Gender Violence: Movement for Change

As I was about to leave the door I hesitated, for a few seconds, it was cold, I was going alone. These hesitations only lasted for a few seconds.  My husband gently encouraged me to go. My young boys understood, when I told them I was going to the open meeting at the London School of Economic and Political Science on Gender Violence.

Remembering the protest on the 7th January in front of the Indian High Commission in London, I had no hesitations, I was going and going with a determination, to find voices that felt the same anger that I had felt in isolation, anger of the 50 million girls missing, of the acceptance and support of abuse from government. This endless cycle had to be stopped.  I needed to be the voice that had been denied to millions. I felt so much in unison with all the girls that had died and had yet to shout.  The voices at the protest on the 7th January were powerful, very powerful.  We shouted, ‘Shame on you’ for hours, we demanded justice, freedom and sang, 'We are not just flowers we are sparks and fire’. It was both a process of healing for all the hurt and an opportunity to be with other women, who were strangers but shared a common cause.

I was very lucky to be sitting next to my heroine Meera Syal during the open meeting at LSE, I spoke to her briefly.

Then the discourse began.

One of the audiences began with ‘We need more judges’ in India. Kavita Krishnanan Indian feminist at the forefront of change was on face time live to answer questions. Yes, Indian feminist will be watching closely the budget and assessing what actually has been done to address the issues.  Having more judges is a right. But having judges with moral conviction, having an ethos in the system which respects and supports women is just as necessary and valid.  Women’s issues have lit a spark which will not die down to the unjust system until real changes are made. Changes demanded by locals not just in urban communities but in rural communities, as well.


‘Women’s freedom is everyone’s freedom’

Is it a fight for the dignity of all our sisters, when one sister is unhappy it affects all sister’s. If one sister is abused in the global family then all our brother and sisters feel the pain.

There is a dangerous line that must be kept in check, while we demand freedom from abuse, we must be careful not to label a whole community of being abusive. It is the system, it is the ethos that must be changed from the top that allows, if not encourages the abuse.

Confronting abuse with abuse is not productive.  We are asking for justice against crimes, we are asking for an end of reading, listening and knowing that millions of girls were denied the right to life, around 50 million missing girls in India. If they survived birth many did not see childhood, if they survived childhood, the incidence of abuse was high, if they got married then abuse would continue if they bore girls.
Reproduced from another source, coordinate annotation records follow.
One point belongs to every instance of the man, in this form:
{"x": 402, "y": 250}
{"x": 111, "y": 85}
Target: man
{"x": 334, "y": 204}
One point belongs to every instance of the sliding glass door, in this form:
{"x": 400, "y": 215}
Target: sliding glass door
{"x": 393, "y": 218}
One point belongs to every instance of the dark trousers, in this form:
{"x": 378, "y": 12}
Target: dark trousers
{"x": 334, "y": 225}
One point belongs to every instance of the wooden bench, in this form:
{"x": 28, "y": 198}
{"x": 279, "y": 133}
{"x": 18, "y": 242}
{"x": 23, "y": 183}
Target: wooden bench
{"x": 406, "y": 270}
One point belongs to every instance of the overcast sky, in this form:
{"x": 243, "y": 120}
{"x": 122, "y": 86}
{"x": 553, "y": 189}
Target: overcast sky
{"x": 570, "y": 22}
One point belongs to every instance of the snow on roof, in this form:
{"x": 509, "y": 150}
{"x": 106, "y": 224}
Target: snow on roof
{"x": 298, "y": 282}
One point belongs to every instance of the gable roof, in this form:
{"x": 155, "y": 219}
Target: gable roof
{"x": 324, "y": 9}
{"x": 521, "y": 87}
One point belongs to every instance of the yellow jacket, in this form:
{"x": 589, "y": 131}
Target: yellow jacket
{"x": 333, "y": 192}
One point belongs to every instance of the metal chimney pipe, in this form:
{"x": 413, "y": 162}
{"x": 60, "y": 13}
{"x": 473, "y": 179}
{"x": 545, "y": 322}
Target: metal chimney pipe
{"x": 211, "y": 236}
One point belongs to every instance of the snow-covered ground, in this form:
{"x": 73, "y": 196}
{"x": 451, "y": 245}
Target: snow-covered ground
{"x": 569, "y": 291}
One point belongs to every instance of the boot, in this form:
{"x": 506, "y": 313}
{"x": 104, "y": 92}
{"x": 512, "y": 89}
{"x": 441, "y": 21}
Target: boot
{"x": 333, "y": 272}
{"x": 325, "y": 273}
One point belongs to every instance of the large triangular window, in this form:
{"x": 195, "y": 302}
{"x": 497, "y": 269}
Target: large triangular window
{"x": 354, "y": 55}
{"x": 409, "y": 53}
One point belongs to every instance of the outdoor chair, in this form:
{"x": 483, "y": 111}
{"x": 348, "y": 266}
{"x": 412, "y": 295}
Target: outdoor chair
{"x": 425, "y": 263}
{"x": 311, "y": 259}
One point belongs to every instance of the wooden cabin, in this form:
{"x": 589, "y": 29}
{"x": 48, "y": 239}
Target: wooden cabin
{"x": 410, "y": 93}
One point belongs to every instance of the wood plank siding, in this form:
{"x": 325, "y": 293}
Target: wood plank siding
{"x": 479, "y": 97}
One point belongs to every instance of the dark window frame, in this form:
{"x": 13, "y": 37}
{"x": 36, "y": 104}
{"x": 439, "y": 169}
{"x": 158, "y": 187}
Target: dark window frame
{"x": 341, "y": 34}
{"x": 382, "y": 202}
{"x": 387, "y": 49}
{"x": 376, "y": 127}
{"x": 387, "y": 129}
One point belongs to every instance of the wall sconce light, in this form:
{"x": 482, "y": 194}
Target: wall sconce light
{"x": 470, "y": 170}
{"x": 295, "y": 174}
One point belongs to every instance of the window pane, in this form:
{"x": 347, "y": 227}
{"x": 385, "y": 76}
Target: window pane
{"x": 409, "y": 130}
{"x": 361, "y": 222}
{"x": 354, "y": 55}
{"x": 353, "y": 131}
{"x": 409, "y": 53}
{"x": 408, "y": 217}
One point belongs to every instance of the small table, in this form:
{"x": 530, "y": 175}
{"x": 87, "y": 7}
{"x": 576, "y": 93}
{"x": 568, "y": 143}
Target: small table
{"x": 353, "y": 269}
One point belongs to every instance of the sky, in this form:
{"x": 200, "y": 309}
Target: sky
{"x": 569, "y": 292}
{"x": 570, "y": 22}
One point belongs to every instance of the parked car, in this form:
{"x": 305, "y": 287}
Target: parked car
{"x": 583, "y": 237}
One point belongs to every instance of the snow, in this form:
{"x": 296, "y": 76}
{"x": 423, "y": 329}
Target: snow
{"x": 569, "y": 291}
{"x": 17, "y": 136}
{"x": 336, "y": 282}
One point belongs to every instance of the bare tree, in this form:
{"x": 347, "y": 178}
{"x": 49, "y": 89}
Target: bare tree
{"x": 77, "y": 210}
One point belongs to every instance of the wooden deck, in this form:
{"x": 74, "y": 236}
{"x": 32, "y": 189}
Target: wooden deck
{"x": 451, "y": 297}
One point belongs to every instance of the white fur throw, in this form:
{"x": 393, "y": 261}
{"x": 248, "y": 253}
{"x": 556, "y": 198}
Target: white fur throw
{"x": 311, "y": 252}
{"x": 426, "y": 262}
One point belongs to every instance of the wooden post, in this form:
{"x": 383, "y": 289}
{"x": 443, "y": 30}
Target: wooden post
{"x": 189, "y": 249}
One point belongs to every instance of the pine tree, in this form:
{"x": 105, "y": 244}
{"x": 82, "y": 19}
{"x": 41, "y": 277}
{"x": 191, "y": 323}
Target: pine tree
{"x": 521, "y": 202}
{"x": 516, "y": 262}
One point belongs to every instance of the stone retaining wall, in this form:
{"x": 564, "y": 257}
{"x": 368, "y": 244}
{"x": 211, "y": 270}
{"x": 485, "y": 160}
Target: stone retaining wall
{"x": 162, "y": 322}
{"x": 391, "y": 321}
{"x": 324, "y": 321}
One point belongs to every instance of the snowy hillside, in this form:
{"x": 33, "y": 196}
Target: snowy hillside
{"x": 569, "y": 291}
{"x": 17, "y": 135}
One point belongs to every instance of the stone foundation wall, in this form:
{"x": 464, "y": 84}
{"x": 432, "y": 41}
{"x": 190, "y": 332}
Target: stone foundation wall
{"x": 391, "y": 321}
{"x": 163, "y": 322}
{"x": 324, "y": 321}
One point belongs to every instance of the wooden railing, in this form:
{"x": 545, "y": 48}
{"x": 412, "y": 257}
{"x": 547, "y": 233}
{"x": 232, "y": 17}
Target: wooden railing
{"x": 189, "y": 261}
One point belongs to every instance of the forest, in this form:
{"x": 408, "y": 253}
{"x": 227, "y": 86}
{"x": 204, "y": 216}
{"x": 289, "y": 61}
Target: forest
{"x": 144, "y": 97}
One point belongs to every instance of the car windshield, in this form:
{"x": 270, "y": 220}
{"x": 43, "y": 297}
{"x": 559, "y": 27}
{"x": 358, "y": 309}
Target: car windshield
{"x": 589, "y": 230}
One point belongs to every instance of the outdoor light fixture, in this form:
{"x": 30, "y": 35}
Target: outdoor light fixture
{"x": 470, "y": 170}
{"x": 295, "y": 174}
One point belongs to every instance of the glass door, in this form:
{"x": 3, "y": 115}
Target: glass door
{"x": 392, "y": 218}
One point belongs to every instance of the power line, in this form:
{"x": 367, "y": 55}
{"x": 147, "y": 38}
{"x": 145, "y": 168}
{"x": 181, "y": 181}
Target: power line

A member of the audience a lawyer who has dealt with crimes against women for 20 years and seen men escape justice and commit abuses against women. Now she cannot understand why the death penalty has not been implemented widely in India for rapes.  There was ‘Boos’ from the rest of the audience.  The problem with the death penalty is that the police and the army are exempt and the government is selective for whom they subjected death penalty to. Most rapes are committed by men whom the girls know for example, relatives, neighbours community members; girls would be under immense pressure not to ‘kill’ her abuser.

Rape laws as they stand in Indian are scandalous, they do not include stalking, inserting objects in women’s bodies etc. The sexual harassment bill is very problematic and as a first step this needs to change to encompass abuse against women. The widespread abuse and rape of UK military and police force was highlighted.  The difficulties and issues are similar for example only 6% of sexual harassment cases are brought to justice in UK.

If the 23 year old student 'Damini' had survived, life would have been no better than a ‘corpse’.  One of the audiences mentioned a cartoon she saw in paper. It had one candle burn out and then next to it a million candles light up.

 This movement needs to continue, we must continue the dialogue, and we must stand up with the light within us to shine the light of justice everywhere. 

The workshop ended with a list of actions that demanded action from Dr Manhohan Singh. Manmohan Singh is perfectly aware of the injustice to women; he was quoted as saying once that what was needed was a moral crusade to stop this. As if he was waiting for an outside force to deal with the problem within his government.  That moral crusade needs to come from his government for effective change.

I was worried going back home alone but that light within me that took me to the open meeting also gave me another light to walk home with. I made a new friend, usually I say hello to an elderly man on the way to school run and occasionally I see his daughter with him. I went home with his daughter and it was delightful to connect and to hope for a better future.